UN agency to add a pinch of regulation to booming spice, herb sector

The spice and herb trade is a multi-billion dollar business. Photo: FAO/Daniel Beaumont

The spice and herb trade is a multi-billion dollar business. Photo: FAO/Daniel Beaumont

11 February 2014 – Black pepper, vanilla and basil are among the spices and herbs under scrutiny as a newly created committee meets today in India to develop quality standards for the multi-billion industry, which could also aid small farmers in selecting what to grow and how, the United Nations food agency today announced.

“Once clear internationally accepted standards are established, consumers can trust the safety and quality of the spices and herbs they buy,” Ren Wang, Assistant Director General of the UN Food and Agricultural Organization’s (FAO) Agriculture and Consumer Protection Department said.

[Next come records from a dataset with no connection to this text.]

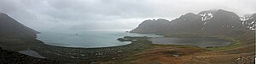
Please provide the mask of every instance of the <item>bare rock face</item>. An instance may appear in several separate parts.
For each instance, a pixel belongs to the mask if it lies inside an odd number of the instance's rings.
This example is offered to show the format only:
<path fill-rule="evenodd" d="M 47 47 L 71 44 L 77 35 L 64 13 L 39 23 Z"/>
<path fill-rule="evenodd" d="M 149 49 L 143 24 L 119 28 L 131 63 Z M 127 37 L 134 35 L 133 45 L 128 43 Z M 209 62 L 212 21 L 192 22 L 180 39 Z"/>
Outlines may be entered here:
<path fill-rule="evenodd" d="M 247 27 L 249 25 L 251 29 L 255 28 L 255 21 L 253 20 L 245 21 L 247 24 L 250 23 Z M 146 20 L 131 32 L 234 35 L 234 34 L 244 30 L 246 30 L 246 27 L 238 15 L 232 12 L 218 9 L 202 11 L 198 14 L 189 13 L 172 20 L 170 23 Z"/>
<path fill-rule="evenodd" d="M 0 13 L 0 35 L 6 38 L 35 39 L 36 30 L 28 28 L 5 13 Z"/>
<path fill-rule="evenodd" d="M 242 25 L 247 29 L 255 30 L 256 13 L 247 14 L 241 17 Z"/>

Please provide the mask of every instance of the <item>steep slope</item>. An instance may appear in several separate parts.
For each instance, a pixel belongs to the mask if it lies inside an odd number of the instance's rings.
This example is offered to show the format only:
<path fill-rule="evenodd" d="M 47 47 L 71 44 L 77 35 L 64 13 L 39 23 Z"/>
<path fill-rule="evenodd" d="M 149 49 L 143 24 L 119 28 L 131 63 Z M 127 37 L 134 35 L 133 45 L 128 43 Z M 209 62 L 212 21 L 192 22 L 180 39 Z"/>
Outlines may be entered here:
<path fill-rule="evenodd" d="M 0 13 L 0 47 L 6 50 L 23 51 L 36 44 L 34 29 L 17 22 L 5 13 Z"/>
<path fill-rule="evenodd" d="M 241 18 L 242 25 L 247 29 L 255 30 L 256 13 L 245 15 Z"/>
<path fill-rule="evenodd" d="M 157 23 L 154 23 L 157 24 Z M 136 33 L 160 33 L 168 34 L 203 34 L 203 35 L 234 35 L 243 31 L 245 28 L 239 16 L 235 13 L 218 9 L 202 11 L 198 14 L 192 13 L 182 15 L 178 19 L 168 23 L 168 26 L 154 24 L 160 27 L 148 27 L 152 24 L 142 23 L 136 29 Z M 160 26 L 161 25 L 161 26 Z M 167 28 L 166 28 L 167 27 Z M 148 31 L 150 30 L 150 31 Z"/>
<path fill-rule="evenodd" d="M 189 13 L 171 21 L 170 33 L 197 33 L 201 25 L 200 15 Z"/>
<path fill-rule="evenodd" d="M 145 20 L 139 26 L 131 31 L 131 33 L 154 33 L 154 34 L 165 34 L 168 32 L 171 27 L 170 21 L 163 19 L 157 20 Z"/>
<path fill-rule="evenodd" d="M 210 19 L 204 19 L 205 14 L 212 15 Z M 227 35 L 242 31 L 243 27 L 241 22 L 235 13 L 219 9 L 216 12 L 201 12 L 199 13 L 201 15 L 201 30 L 204 34 L 213 35 Z"/>
<path fill-rule="evenodd" d="M 0 13 L 1 37 L 34 39 L 36 38 L 36 33 L 38 32 L 23 25 L 7 14 Z"/>

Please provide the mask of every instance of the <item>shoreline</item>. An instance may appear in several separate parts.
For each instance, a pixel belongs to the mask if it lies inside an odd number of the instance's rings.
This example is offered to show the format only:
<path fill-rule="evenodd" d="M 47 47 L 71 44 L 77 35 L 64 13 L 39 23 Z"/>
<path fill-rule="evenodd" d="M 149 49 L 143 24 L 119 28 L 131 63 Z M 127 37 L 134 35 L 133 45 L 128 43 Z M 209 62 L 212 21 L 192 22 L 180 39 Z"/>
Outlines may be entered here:
<path fill-rule="evenodd" d="M 132 39 L 132 38 L 131 38 Z M 129 54 L 143 51 L 151 45 L 148 37 L 139 38 L 139 40 L 131 44 L 101 48 L 73 48 L 42 44 L 32 46 L 31 49 L 39 55 L 49 59 L 59 60 L 63 62 L 94 62 L 98 61 L 115 61 L 124 58 Z"/>

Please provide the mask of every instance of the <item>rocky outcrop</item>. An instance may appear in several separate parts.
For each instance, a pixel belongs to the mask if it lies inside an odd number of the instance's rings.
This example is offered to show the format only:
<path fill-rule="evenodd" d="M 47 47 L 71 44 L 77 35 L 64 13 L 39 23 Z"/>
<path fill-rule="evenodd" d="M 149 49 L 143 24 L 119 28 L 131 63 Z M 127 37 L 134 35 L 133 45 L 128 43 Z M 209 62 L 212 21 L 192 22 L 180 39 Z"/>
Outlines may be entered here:
<path fill-rule="evenodd" d="M 58 64 L 57 61 L 36 58 L 15 51 L 3 50 L 0 47 L 1 64 Z"/>
<path fill-rule="evenodd" d="M 35 39 L 38 31 L 0 13 L 0 35 L 7 38 Z"/>
<path fill-rule="evenodd" d="M 245 15 L 241 17 L 242 25 L 247 29 L 255 30 L 256 13 Z"/>
<path fill-rule="evenodd" d="M 222 9 L 202 11 L 198 14 L 189 13 L 166 24 L 159 24 L 161 23 L 146 20 L 131 32 L 234 35 L 246 29 L 238 15 Z"/>

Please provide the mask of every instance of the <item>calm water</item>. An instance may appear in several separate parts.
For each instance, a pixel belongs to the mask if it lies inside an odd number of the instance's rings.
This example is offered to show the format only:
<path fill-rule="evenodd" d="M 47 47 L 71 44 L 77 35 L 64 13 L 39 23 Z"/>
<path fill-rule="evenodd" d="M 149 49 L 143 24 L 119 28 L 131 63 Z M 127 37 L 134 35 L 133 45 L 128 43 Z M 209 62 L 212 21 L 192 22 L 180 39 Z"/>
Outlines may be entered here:
<path fill-rule="evenodd" d="M 120 42 L 118 38 L 124 36 L 150 36 L 160 37 L 152 34 L 125 33 L 127 29 L 102 29 L 102 30 L 61 30 L 41 31 L 38 39 L 45 44 L 66 47 L 108 47 L 130 44 Z M 78 34 L 78 35 L 76 35 Z"/>
<path fill-rule="evenodd" d="M 186 45 L 198 47 L 224 46 L 231 43 L 218 38 L 154 38 L 151 39 L 154 44 L 164 45 Z"/>

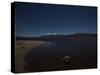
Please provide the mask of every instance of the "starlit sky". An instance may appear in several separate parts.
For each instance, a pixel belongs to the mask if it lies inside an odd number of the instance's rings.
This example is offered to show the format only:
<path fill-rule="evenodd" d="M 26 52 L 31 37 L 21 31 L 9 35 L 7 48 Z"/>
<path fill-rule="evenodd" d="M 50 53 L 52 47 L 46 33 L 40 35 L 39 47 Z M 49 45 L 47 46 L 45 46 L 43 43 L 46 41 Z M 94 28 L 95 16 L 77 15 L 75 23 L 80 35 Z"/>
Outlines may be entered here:
<path fill-rule="evenodd" d="M 97 8 L 15 3 L 16 36 L 97 32 Z"/>

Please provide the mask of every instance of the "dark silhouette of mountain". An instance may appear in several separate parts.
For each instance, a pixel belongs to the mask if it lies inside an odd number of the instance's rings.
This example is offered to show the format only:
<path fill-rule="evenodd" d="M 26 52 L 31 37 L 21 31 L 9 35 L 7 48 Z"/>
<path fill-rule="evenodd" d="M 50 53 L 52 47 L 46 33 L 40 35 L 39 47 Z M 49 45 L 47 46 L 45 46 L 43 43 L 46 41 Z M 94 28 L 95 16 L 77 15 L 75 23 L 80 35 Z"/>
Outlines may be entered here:
<path fill-rule="evenodd" d="M 43 40 L 43 41 L 50 41 L 50 40 L 79 40 L 79 39 L 96 39 L 97 34 L 94 33 L 75 33 L 75 34 L 69 34 L 69 35 L 63 35 L 63 34 L 55 34 L 55 35 L 41 35 L 37 37 L 22 37 L 17 36 L 17 40 Z"/>

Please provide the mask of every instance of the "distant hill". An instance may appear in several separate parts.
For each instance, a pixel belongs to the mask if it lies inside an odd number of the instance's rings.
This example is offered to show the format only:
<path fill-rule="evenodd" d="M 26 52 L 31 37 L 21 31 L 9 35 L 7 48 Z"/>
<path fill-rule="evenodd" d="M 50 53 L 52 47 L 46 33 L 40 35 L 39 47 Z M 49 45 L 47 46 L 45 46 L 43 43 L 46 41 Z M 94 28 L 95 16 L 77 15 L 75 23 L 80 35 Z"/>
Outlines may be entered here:
<path fill-rule="evenodd" d="M 56 34 L 56 35 L 41 35 L 37 37 L 22 37 L 17 36 L 16 40 L 43 40 L 43 41 L 49 41 L 49 40 L 80 40 L 80 39 L 97 39 L 97 34 L 93 33 L 75 33 L 75 34 L 69 34 L 69 35 L 63 35 L 63 34 Z"/>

The Codex Committee on Spices and Culinary Herbs (CCSCH) is part of the Codex Alimentarius Commission, established in 1963 by FAO and the UN World Health Organization (WHO) to develop harmonized international food standards, guidelines and codes of practice to protect the health of the consumers and ensure fair practices in the food trade.

The spice and herb sector has been enjoying rapid growth for several decades as demand grows in booming economies in Asia and elsewhere, and increased recognition of their health and culinary benefits.

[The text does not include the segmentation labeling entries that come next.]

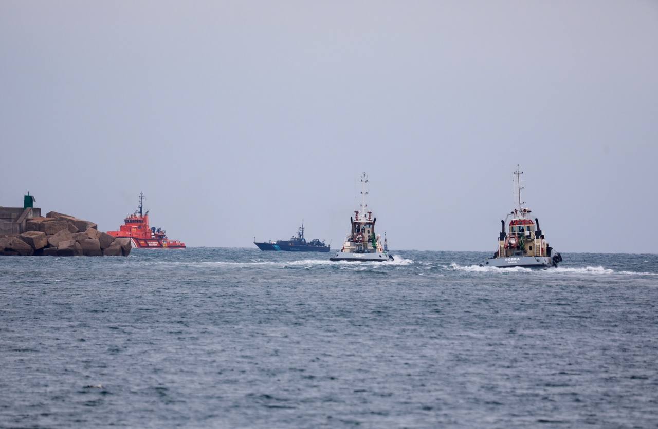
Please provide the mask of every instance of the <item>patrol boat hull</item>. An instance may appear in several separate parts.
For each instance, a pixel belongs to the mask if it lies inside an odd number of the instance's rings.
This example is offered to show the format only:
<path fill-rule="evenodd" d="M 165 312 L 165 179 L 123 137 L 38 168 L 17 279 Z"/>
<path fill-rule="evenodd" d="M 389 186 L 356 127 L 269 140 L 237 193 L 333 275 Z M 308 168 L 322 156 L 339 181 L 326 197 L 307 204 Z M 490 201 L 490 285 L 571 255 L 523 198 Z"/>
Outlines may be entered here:
<path fill-rule="evenodd" d="M 372 253 L 353 253 L 347 252 L 337 252 L 329 258 L 330 261 L 347 261 L 349 262 L 386 262 L 393 261 L 393 256 L 380 252 Z"/>
<path fill-rule="evenodd" d="M 557 263 L 562 261 L 560 254 L 550 256 L 509 256 L 507 258 L 490 258 L 484 260 L 480 267 L 495 267 L 496 268 L 549 268 L 557 267 Z"/>
<path fill-rule="evenodd" d="M 273 250 L 274 252 L 322 252 L 323 253 L 329 252 L 328 246 L 301 246 L 294 244 L 288 244 L 288 243 L 257 243 L 255 242 L 253 244 L 257 246 L 258 248 L 261 250 Z"/>

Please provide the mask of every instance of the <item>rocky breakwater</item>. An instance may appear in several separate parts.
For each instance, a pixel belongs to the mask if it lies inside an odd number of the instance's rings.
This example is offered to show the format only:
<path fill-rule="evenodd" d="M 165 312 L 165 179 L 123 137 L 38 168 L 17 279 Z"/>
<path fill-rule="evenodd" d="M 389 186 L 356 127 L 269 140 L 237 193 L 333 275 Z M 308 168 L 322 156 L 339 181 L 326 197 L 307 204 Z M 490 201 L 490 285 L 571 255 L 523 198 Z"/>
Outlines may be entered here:
<path fill-rule="evenodd" d="M 98 231 L 93 222 L 51 212 L 33 217 L 25 232 L 0 236 L 0 255 L 51 256 L 128 256 L 130 239 Z"/>

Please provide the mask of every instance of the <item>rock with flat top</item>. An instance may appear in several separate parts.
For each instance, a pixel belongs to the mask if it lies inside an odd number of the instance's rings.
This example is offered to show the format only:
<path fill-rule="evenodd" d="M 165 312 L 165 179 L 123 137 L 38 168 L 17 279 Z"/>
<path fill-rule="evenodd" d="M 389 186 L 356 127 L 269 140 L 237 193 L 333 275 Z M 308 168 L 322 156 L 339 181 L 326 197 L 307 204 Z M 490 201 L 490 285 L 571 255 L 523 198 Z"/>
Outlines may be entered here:
<path fill-rule="evenodd" d="M 39 225 L 41 225 L 41 222 L 51 220 L 53 219 L 41 217 L 28 219 L 25 223 L 25 231 L 39 231 Z"/>
<path fill-rule="evenodd" d="M 59 242 L 59 244 L 57 245 L 57 256 L 75 256 L 76 242 L 75 240 L 64 240 Z"/>
<path fill-rule="evenodd" d="M 72 240 L 73 235 L 69 233 L 68 229 L 63 229 L 54 235 L 49 235 L 47 239 L 49 246 L 51 247 L 57 247 L 61 241 Z"/>
<path fill-rule="evenodd" d="M 114 241 L 114 238 L 106 233 L 98 233 L 98 241 L 101 243 L 101 249 L 105 250 Z"/>
<path fill-rule="evenodd" d="M 72 221 L 73 225 L 75 225 L 76 228 L 78 228 L 79 231 L 87 231 L 88 228 L 93 228 L 94 229 L 98 229 L 98 225 L 93 222 L 89 222 L 89 221 L 83 221 L 79 219 L 76 219 Z"/>
<path fill-rule="evenodd" d="M 76 233 L 75 234 L 72 234 L 71 237 L 73 240 L 76 241 L 82 241 L 82 240 L 89 240 L 91 237 L 87 235 L 86 233 Z"/>
<path fill-rule="evenodd" d="M 39 231 L 45 233 L 46 235 L 53 235 L 63 229 L 68 231 L 66 226 L 66 221 L 50 221 L 49 222 L 41 222 L 39 224 Z"/>
<path fill-rule="evenodd" d="M 104 256 L 122 256 L 123 250 L 118 244 L 113 244 L 103 251 Z"/>
<path fill-rule="evenodd" d="M 121 246 L 121 252 L 124 256 L 128 256 L 130 254 L 130 249 L 132 248 L 132 244 L 130 244 L 130 238 L 128 237 L 117 237 L 112 242 L 111 246 L 114 246 L 114 244 Z"/>
<path fill-rule="evenodd" d="M 34 254 L 34 249 L 32 248 L 32 246 L 18 237 L 12 237 L 9 242 L 5 245 L 5 250 L 16 252 L 23 256 Z"/>
<path fill-rule="evenodd" d="M 84 233 L 88 235 L 89 238 L 96 238 L 97 240 L 101 236 L 100 231 L 93 228 L 88 228 L 85 230 Z"/>
<path fill-rule="evenodd" d="M 56 247 L 47 247 L 43 249 L 43 256 L 57 256 L 57 248 Z"/>
<path fill-rule="evenodd" d="M 102 256 L 103 251 L 101 250 L 101 244 L 97 238 L 87 238 L 76 241 L 82 247 L 82 254 L 85 256 Z"/>
<path fill-rule="evenodd" d="M 75 216 L 72 216 L 70 215 L 65 215 L 63 213 L 57 213 L 57 212 L 49 212 L 45 215 L 46 217 L 50 217 L 51 219 L 58 219 L 62 220 L 73 220 L 78 219 Z"/>
<path fill-rule="evenodd" d="M 42 249 L 48 245 L 48 239 L 43 233 L 30 231 L 23 233 L 18 236 L 18 238 L 32 246 L 35 250 Z"/>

“While there are standards for some spices and herbs already, there is no global body that provides product specific, harmonized quality standards for whole and ground spices and culinary herbs,” the FAO said in its news release.

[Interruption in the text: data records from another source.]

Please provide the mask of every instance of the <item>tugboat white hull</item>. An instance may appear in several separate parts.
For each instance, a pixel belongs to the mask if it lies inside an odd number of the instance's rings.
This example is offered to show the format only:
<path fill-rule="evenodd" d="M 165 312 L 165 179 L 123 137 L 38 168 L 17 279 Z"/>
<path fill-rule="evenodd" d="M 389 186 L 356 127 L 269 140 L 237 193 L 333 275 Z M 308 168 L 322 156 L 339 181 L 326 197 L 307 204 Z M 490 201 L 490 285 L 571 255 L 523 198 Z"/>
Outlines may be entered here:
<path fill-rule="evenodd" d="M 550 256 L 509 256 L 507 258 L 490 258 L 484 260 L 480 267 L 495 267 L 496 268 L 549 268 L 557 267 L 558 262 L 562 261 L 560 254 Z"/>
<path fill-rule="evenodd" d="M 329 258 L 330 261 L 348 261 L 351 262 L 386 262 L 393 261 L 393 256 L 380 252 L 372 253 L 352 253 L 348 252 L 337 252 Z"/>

At its nearly week-long meeting in the southern Indian city of Kochi, the Committee will continue ongoing efforts to establish general standards for spices and herbs in line with other foods, based on hygiene, contaminants and pesticide residues.

A set of standards could also aid small-scale farmers, the UN agency said, showing them more clearly “what they should be growing and to what standard.”

According to the FAO publication ‘Spices and Herbs for Home and Market,’ there are around fifty spice and herb plants of global trade significance, but many other spices and herb crops are expanding and offer good returns to small-scale farmers.